Subclass Anapsida: no opening, (primitive reptiles and turtles)
Subclass Diapsida: 2 openings, (snakes, lizards, crocodilians, dinosaurs, pterosaurs, tuatara, nothosaurs, plesiosaurs and icthyosaurs etc.)
Subclass Synapsida: one low opening, (pelycosaurs, therapsid mammals such as dicynodonts, cynodonts, and the ancestors of mammals)

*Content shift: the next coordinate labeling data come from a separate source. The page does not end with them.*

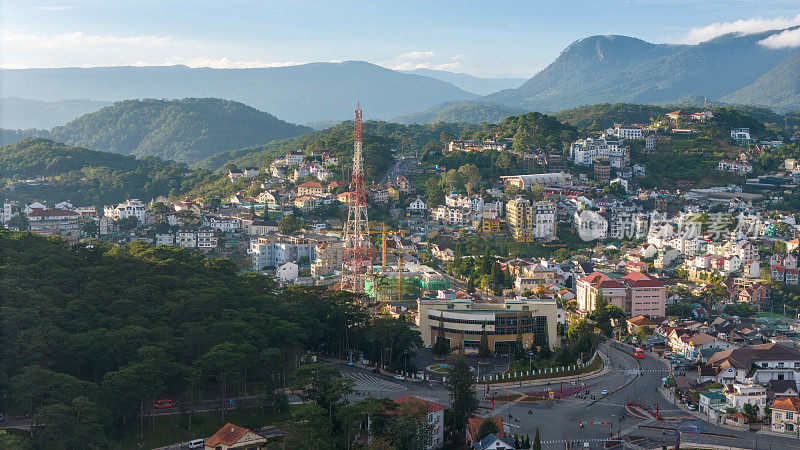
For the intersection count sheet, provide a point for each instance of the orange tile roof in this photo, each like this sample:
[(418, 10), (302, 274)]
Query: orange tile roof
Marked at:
[(473, 423), (228, 435)]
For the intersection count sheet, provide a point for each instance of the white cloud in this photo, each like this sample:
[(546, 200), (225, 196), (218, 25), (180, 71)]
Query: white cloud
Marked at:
[(53, 8), (424, 60), (19, 50), (749, 26), (221, 63), (784, 39), (19, 42), (416, 56)]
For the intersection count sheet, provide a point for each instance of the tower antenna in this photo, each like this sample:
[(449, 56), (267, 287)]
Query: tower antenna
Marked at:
[(357, 262)]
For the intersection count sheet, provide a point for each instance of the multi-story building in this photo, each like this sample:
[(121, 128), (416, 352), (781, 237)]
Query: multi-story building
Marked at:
[(737, 395), (635, 293), (786, 415), (164, 239), (741, 135), (530, 220), (206, 239), (275, 249), (129, 208), (625, 131), (310, 188), (464, 319), (735, 166), (590, 287), (186, 238), (602, 170), (755, 363), (223, 224), (329, 256), (584, 151), (54, 219)]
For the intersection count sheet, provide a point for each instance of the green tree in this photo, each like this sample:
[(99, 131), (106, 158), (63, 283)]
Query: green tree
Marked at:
[(487, 427), (75, 425), (461, 385), (411, 429)]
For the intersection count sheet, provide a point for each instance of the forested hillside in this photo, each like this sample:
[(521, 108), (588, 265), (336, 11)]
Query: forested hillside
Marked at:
[(186, 130), (380, 139), (461, 112), (610, 68), (298, 93), (94, 333), (87, 177)]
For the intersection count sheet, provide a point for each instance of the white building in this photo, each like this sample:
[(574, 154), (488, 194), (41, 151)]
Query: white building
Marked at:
[(741, 135), (164, 239), (223, 224), (129, 208), (584, 151), (417, 205), (735, 166), (206, 238), (625, 131), (186, 238), (287, 271)]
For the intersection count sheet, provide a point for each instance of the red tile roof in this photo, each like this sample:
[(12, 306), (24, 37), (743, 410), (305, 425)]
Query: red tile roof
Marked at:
[(473, 423), (409, 398), (52, 213), (228, 435), (787, 404)]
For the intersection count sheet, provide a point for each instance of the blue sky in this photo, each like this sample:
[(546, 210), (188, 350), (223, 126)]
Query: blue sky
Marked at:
[(484, 38)]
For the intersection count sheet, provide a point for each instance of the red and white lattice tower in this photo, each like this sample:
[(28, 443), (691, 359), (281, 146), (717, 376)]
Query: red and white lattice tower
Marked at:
[(357, 264)]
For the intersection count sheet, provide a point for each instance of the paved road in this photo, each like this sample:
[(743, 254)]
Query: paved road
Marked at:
[(558, 420)]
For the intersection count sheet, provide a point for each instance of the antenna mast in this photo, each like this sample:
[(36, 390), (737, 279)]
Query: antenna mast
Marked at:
[(357, 263)]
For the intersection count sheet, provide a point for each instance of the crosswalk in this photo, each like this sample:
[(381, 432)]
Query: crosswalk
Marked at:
[(365, 382), (564, 441), (607, 403)]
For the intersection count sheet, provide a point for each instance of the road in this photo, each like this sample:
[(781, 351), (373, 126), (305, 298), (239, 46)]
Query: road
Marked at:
[(558, 420)]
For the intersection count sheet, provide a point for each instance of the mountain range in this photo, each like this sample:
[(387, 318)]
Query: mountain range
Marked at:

Some people classify turtles and tortoises as Subclass Testudinata, as they believe turtles are much more advanced than the primitive anapsids and should not be lumped with them. Other people consider turtles descendants of a diapsid reptile, but the evidence for such an ancestry (based on the hooked fifth metatarsal bone) is dubious since Michael Lee points out that the hooked fifth metatarsal is likely a convergent character that has arisen several times independently. Turtles are also ureotelic (excreting urea primarily), a feature they share with mammals and presumably the synapsids, whereas the diapsid reptiles are uricotelic (excreting uric acid primarily). Since no known diapsid has reverted back to ureotelism, it is unlikely that turtles had a diapsid ancestor.
Birds are classified as Class Aves by most sane scientists, even though birds evolved from a diapsid reptile (most likely Longisquama) in the early to mid Jurassic or late Triassic. Some scientists insist on including birds within Reptilia, but most scientists disagree. One dinosaur expert points out that birds are also classifiable as blue-green bacteria when this sort of irrational classification is taken to its logical extreme.